We have arrived at the campsite the day after a staff wedding, our receptionist tells us as we check in, and consequently everyone is a little discombobulated. She is an Amazonian woman, tall and strong with high cheekbones and extensive tattoos and she doesn’t look at all discombobulated. Later we find out that she was actually the bride.

Through various conversations and clues over our stay we sketch the outlines of the event: a humanistic ceremony; the camp staff released from their duties to go wild; a small but committed contingent of international guests braving quarantines to attend; crazy decorations; extravagant outfits; several days of partying. Our imaginations shade in the missing texture: shamanistic vows, peacock feathers, bonfires and bongos late into the night, nude dancers emerging from the lake, copious psychedelics, Goa trance, tears and mascara stains. We used to go to parties like that, I think wistfully.

As we walk around over the next few days we find mementos of the great wedding scattered throughout the site like the relics of a lost civilisation. A plywood archway covered in peacock feathers lies overturned in the dust; a bottle of tequila sits among the cinders in the fire pit; hundreds of footprints swirl around the amphitheatre; in a far-off outhouse in the woods I find an enigmatic lipstick heart scrawled on the mirror while strange powders are smeared around the sink. A feather boa lies coiled around a eucalyptus branch.

There are no other guests for most of the week and so we eat with the staff each night, or rather ‘volunteers’, for as well as looking after the guests, they do eco work around the site for food and board. The wedding came right at the end of a busy season and everyone is tired and emotional. It feels rather fin de siécle. There are small flare ups at the table in Italian or German. Gardeners down tools and drape themselves over the sofas to smoke spliffs and mutter to each other. A blind dog hustles for scraps under the table. We lie next to a pair of volunteers down at the lakeside beach. They are having a long and indignant conversation in German and as I doze I hear fleisch emphasised heavily, salat and veganer.
“Someone put meat in the vegan salad. Total nightmare!” I whisper to Menna knowingly. There is a mutiny on Thursday when the chef refuses to fire up the pizza oven and I think it will go to blows, but alas no. It is typical for the Nicholls to arrive just as the organ fades to silence and the drapes are thrown over the carousel I think. This year has been a bit like that.
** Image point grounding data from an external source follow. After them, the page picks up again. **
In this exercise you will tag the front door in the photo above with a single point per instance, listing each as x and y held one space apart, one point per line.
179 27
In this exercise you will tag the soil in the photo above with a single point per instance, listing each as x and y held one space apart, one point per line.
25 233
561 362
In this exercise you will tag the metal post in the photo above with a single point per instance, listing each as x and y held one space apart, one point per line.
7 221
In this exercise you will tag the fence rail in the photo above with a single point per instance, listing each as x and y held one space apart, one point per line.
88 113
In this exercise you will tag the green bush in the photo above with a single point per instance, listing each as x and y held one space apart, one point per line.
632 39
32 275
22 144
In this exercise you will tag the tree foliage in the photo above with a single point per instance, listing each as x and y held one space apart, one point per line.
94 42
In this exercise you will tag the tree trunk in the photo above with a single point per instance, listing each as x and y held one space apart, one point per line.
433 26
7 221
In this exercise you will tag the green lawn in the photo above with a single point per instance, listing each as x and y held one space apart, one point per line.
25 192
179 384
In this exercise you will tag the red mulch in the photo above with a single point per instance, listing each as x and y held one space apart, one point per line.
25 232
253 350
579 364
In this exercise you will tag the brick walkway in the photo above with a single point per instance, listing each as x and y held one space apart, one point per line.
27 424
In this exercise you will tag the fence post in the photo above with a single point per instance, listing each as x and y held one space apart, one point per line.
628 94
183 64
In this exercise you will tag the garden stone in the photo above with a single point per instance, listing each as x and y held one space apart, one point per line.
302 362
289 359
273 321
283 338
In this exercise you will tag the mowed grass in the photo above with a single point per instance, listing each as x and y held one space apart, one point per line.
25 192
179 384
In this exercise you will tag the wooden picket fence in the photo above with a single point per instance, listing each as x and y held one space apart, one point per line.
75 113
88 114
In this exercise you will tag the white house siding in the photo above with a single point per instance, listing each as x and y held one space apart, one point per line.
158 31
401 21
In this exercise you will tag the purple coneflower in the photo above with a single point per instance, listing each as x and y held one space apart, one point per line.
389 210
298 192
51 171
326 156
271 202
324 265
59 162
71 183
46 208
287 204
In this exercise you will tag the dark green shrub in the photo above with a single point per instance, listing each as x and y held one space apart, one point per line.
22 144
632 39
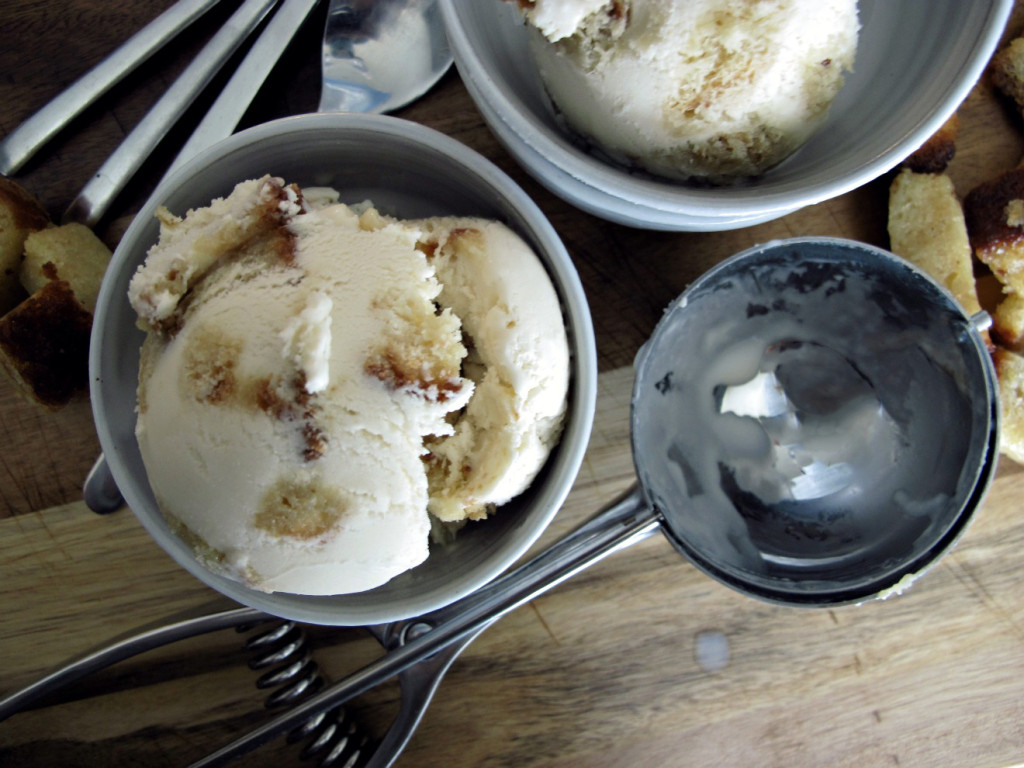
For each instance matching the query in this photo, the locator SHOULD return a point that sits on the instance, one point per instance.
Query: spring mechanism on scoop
(282, 652)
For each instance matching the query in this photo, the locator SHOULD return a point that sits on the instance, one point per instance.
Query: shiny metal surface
(381, 54)
(863, 446)
(18, 146)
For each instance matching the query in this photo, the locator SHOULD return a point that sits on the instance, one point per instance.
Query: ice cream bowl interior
(815, 421)
(915, 62)
(406, 170)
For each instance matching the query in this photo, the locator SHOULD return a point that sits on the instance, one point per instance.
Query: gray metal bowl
(407, 170)
(915, 64)
(873, 463)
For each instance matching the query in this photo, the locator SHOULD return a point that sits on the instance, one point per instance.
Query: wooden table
(608, 670)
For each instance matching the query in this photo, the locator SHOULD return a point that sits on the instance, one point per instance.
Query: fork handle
(23, 142)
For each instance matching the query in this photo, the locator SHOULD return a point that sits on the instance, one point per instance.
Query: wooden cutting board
(640, 660)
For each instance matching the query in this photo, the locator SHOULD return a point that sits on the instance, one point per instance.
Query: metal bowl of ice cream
(914, 64)
(816, 421)
(407, 171)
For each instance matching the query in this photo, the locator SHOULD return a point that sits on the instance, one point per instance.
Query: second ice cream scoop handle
(626, 521)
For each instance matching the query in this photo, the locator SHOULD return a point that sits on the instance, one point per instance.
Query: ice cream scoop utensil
(274, 649)
(381, 54)
(18, 146)
(884, 460)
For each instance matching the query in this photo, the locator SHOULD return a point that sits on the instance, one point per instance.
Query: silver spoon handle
(223, 116)
(96, 196)
(620, 525)
(18, 146)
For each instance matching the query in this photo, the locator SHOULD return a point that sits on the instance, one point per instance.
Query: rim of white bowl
(734, 203)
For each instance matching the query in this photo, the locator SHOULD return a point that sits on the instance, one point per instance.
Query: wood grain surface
(640, 660)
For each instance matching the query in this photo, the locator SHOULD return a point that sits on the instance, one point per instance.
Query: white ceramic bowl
(915, 64)
(407, 170)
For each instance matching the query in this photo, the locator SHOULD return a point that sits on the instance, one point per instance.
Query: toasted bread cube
(72, 253)
(1007, 69)
(1008, 322)
(20, 214)
(934, 156)
(44, 345)
(927, 228)
(1010, 370)
(994, 214)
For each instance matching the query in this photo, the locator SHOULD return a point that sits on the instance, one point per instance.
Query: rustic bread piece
(927, 227)
(935, 154)
(20, 214)
(1008, 322)
(1007, 69)
(72, 253)
(994, 215)
(44, 345)
(1010, 370)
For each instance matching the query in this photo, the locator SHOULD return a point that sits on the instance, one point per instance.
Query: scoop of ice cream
(300, 373)
(714, 89)
(513, 326)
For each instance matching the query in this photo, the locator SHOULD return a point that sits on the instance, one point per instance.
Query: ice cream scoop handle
(23, 142)
(128, 646)
(625, 522)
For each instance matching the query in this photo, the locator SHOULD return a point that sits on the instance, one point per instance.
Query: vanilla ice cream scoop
(303, 373)
(712, 89)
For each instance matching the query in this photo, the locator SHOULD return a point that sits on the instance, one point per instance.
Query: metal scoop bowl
(814, 422)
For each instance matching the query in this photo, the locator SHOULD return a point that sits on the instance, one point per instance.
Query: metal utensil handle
(18, 146)
(130, 645)
(625, 522)
(418, 685)
(100, 190)
(223, 116)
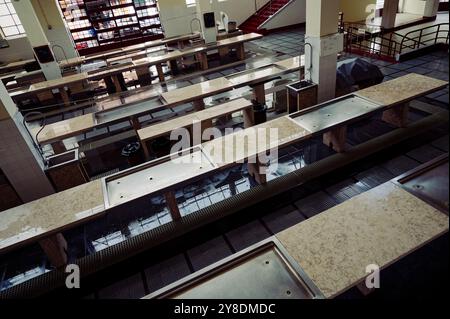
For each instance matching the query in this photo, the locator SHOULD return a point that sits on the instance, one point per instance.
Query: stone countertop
(377, 227)
(64, 129)
(50, 214)
(402, 89)
(227, 150)
(57, 83)
(197, 91)
(165, 127)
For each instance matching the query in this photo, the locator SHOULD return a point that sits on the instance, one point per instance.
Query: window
(107, 22)
(9, 21)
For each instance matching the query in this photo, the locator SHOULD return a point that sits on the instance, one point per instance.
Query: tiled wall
(19, 164)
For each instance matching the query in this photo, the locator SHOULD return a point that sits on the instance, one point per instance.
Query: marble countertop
(16, 64)
(236, 147)
(50, 214)
(80, 124)
(197, 91)
(377, 227)
(64, 129)
(72, 62)
(402, 89)
(293, 63)
(57, 83)
(166, 127)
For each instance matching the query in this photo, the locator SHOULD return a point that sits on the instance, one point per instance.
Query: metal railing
(374, 40)
(427, 36)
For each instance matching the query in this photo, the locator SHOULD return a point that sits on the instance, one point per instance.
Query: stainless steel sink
(127, 110)
(263, 271)
(156, 177)
(338, 111)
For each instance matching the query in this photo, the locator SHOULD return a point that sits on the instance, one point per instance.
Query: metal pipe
(199, 23)
(62, 49)
(133, 246)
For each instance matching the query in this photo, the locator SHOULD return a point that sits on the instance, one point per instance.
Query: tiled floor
(293, 207)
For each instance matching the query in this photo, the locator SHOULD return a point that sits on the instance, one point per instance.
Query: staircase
(394, 46)
(268, 10)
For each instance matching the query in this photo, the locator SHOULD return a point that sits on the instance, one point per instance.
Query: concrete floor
(156, 269)
(303, 203)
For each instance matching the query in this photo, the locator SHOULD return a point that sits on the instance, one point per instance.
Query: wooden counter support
(249, 117)
(116, 82)
(55, 247)
(144, 76)
(397, 116)
(135, 123)
(65, 96)
(378, 227)
(146, 150)
(240, 51)
(202, 57)
(199, 105)
(255, 170)
(336, 139)
(259, 93)
(58, 147)
(160, 72)
(172, 204)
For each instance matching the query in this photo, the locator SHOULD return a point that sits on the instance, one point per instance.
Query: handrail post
(420, 39)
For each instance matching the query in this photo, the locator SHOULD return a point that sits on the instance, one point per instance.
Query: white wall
(176, 16)
(426, 8)
(19, 49)
(293, 13)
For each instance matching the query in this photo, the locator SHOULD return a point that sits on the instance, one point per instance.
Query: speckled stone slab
(50, 214)
(402, 89)
(377, 227)
(63, 129)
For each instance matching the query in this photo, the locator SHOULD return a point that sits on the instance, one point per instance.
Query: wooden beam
(199, 105)
(160, 72)
(144, 76)
(65, 96)
(249, 117)
(116, 83)
(240, 51)
(397, 116)
(58, 147)
(336, 139)
(172, 204)
(254, 169)
(55, 247)
(259, 93)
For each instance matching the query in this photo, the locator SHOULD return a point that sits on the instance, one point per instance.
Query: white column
(322, 34)
(431, 8)
(36, 35)
(390, 11)
(209, 34)
(19, 160)
(56, 31)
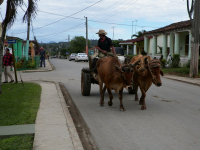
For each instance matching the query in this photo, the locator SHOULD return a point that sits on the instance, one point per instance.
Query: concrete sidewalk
(194, 81)
(54, 127)
(47, 67)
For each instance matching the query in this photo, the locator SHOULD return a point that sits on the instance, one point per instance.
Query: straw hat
(103, 32)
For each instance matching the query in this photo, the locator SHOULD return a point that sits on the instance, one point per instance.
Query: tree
(195, 22)
(11, 14)
(139, 34)
(78, 44)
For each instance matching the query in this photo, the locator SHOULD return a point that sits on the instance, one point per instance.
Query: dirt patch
(155, 96)
(168, 100)
(81, 127)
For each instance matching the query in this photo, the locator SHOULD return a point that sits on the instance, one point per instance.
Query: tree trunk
(194, 59)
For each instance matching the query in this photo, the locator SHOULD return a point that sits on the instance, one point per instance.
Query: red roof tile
(135, 40)
(171, 27)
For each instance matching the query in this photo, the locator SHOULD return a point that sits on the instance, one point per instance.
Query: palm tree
(11, 14)
(139, 34)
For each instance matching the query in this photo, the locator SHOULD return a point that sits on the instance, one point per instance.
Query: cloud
(155, 13)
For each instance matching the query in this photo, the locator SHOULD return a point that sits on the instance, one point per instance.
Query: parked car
(81, 56)
(72, 56)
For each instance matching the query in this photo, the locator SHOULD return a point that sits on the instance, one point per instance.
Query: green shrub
(175, 61)
(163, 63)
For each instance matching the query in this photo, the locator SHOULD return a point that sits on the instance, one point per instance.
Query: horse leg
(142, 99)
(110, 96)
(101, 90)
(120, 98)
(136, 90)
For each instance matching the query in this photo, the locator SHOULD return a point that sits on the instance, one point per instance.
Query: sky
(62, 20)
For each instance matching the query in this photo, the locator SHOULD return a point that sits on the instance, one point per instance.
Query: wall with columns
(180, 46)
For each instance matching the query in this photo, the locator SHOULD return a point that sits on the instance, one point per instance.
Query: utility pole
(195, 8)
(86, 36)
(132, 28)
(113, 32)
(28, 26)
(68, 37)
(135, 26)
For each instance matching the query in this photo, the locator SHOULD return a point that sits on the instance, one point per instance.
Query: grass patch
(21, 142)
(18, 104)
(182, 70)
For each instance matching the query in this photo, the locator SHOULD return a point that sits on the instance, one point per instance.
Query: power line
(99, 21)
(64, 17)
(104, 11)
(60, 32)
(116, 12)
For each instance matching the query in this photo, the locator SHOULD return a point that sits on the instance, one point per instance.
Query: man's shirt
(106, 44)
(7, 59)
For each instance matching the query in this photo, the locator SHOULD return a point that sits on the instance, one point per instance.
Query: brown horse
(115, 77)
(147, 72)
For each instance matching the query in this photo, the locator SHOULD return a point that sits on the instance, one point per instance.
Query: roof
(172, 27)
(11, 37)
(135, 40)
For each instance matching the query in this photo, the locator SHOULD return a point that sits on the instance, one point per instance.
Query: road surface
(171, 121)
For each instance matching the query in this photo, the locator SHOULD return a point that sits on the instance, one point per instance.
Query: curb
(29, 71)
(183, 81)
(71, 127)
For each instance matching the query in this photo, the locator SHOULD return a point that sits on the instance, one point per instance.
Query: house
(20, 49)
(137, 45)
(174, 38)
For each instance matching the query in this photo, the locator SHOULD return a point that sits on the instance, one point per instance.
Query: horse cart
(87, 78)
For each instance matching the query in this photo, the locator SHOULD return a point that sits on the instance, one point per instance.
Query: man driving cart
(105, 45)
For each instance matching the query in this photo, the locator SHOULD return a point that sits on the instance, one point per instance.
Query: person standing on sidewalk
(7, 62)
(42, 56)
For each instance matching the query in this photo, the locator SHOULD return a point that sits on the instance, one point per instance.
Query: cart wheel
(85, 83)
(133, 90)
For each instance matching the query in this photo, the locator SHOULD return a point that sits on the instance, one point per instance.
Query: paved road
(171, 121)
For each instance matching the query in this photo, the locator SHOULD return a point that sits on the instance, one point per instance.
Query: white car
(81, 57)
(72, 56)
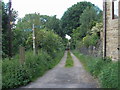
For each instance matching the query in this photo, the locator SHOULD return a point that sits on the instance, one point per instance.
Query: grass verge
(15, 75)
(69, 61)
(105, 70)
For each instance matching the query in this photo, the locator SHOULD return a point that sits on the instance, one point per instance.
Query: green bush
(15, 74)
(69, 61)
(103, 69)
(90, 40)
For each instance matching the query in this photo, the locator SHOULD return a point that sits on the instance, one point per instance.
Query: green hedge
(15, 75)
(105, 70)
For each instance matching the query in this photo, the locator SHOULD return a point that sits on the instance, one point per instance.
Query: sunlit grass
(69, 61)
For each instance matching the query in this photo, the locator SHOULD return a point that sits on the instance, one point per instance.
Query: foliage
(109, 76)
(47, 41)
(69, 61)
(45, 29)
(88, 19)
(70, 19)
(90, 40)
(15, 75)
(105, 70)
(97, 28)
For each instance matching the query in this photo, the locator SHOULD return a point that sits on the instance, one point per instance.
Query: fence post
(22, 55)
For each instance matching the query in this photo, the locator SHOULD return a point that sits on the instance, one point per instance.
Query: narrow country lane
(61, 77)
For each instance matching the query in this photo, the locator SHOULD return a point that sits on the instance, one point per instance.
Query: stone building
(111, 38)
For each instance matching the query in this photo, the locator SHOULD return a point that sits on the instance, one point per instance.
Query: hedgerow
(15, 74)
(104, 69)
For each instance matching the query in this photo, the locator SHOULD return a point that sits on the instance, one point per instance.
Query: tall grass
(15, 74)
(69, 61)
(105, 70)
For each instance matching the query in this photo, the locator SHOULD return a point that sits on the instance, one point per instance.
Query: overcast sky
(46, 7)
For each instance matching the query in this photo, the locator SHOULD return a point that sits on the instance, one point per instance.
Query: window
(115, 9)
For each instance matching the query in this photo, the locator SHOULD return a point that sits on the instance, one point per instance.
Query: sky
(46, 7)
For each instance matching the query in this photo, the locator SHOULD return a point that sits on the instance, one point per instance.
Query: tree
(70, 19)
(88, 19)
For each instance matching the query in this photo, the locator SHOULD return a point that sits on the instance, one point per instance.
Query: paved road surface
(61, 77)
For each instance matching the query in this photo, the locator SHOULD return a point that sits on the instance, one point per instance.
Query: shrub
(109, 76)
(69, 61)
(15, 75)
(104, 69)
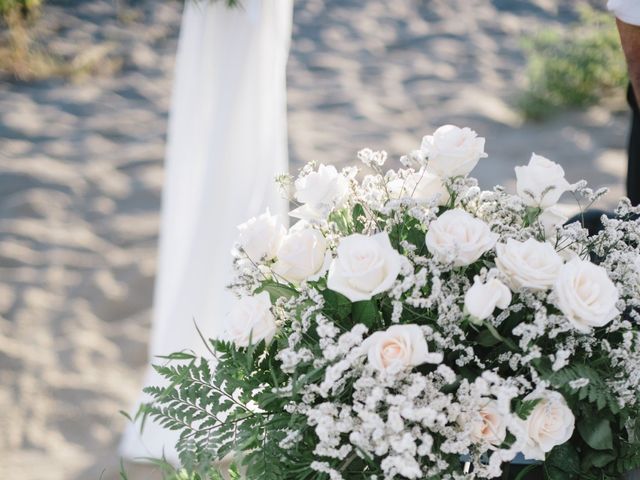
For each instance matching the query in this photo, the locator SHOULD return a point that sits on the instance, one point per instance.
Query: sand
(81, 177)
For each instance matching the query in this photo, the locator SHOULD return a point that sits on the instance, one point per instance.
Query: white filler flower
(551, 423)
(260, 237)
(453, 151)
(364, 266)
(320, 191)
(251, 321)
(541, 183)
(420, 185)
(586, 295)
(398, 347)
(483, 298)
(457, 236)
(302, 255)
(529, 264)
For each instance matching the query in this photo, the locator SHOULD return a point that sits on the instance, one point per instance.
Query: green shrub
(574, 67)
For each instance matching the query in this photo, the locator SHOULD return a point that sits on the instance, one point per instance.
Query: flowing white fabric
(226, 143)
(626, 10)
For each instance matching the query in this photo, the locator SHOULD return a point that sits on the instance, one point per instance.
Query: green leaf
(337, 305)
(277, 290)
(365, 312)
(358, 212)
(596, 432)
(562, 463)
(598, 459)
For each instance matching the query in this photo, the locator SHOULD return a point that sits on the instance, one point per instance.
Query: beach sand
(81, 176)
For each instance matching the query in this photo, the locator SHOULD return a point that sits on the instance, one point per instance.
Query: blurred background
(84, 92)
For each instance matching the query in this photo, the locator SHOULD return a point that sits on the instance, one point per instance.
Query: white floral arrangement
(413, 326)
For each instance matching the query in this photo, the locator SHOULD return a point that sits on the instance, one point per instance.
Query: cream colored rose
(482, 298)
(550, 219)
(302, 255)
(260, 237)
(453, 151)
(489, 425)
(457, 236)
(420, 185)
(541, 183)
(586, 295)
(529, 264)
(551, 423)
(398, 347)
(251, 321)
(320, 191)
(364, 266)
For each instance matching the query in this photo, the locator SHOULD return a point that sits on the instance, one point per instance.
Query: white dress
(626, 10)
(227, 141)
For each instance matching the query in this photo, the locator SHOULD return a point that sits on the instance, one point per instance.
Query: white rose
(551, 218)
(586, 295)
(541, 183)
(453, 151)
(260, 237)
(301, 255)
(320, 191)
(459, 237)
(489, 425)
(483, 298)
(420, 185)
(529, 264)
(364, 266)
(551, 423)
(251, 321)
(398, 347)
While I am watching the staff for drama, the kids are spotting nature. The peacocks move in an intricate hierarchy on the ground. Up in the air there are buzzards and flocks of blue-winged jays, even a hoopoe looping through the trees. Menna claims to see a turtle in the lake, which I secretly doubt, but then Arthur goes and actually catches it, and brings it back triumphantly for everyone to see. We find a dead snake on a forest run. I walk headfirst one evening into a thick web and come eyeball to eyeball with the hugest spider I’ve ever seen, and I properly scream like a six year-old child. It’s wild.